Tremendous amounts of personal data about individuals are being collected and mined in statistical databases by industry (e.g., Web, medical) and government agencies (e.g. Census). Legal requirements and an increase in public awareness due to egregious breaches of individual privacy have made privacy in statistical databases an important field of research. Privacy definitions provide rigorous ways for trading off the privacy of individuals for the utility of the results of data analysis in such databases. Differential privacy is an important standard for privacy, and it exposes one knob 'epsilon' for tuning this tradeoff.

In this talk, I will show that differential privacy does not sufficiently capture the diversity in the privacy-utility trade-off space -- it provides insufficient utility in some applications and insufficient privacy when data are correlated. I will then describe Blowfish, a class of privacy definitions that provides a richer interface for trading-off privacy for utility. In particular, we allow data publishers to extend differential privacy using a policy, which specifies which information must be kept secret, and what constraints maybe known about the data. While the former allows increased utility by not protecting certain properties about individuals, the latter provides added protection against adversary who know correlations in the data (arising from constraints).

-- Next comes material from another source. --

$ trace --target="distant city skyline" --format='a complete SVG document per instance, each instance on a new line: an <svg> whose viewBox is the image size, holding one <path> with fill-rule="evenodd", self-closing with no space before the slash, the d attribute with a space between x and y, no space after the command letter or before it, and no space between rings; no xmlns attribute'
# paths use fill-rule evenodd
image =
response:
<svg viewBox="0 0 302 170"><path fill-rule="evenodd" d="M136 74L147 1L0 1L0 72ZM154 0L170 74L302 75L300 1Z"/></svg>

I will formalize privacy policies, present novel algorithms that explore new points in the privacy-utility trade-off space, and briefly mention how this work is being adopted in the US Census.

Biography:

Ashwin Machanavajjhala is an Assistant Professor in the Department of Computer Science, Duke University. Previously, he was a Senior Research Scientist in the Knowledge Management group at Yahoo! Research. His primary research interests lie in data privacy, systems for massive data analytics, and statistical methods for information extraction and entity resolution. He is a recipient of the NSF CAREER award in 2013. Ashwin graduated with a Ph.D. from the Department of Computer Science, Cornell University. His thesis work on defining and enforcing privacy was awarded the 2008 ACM SIGMOD Jim Gray Dissertation Award Honorable Mention. He has also received an M.S. from Cornell University and a B.Tech in Computer Science and Engineering from the Indian Institute of Technology, Madras.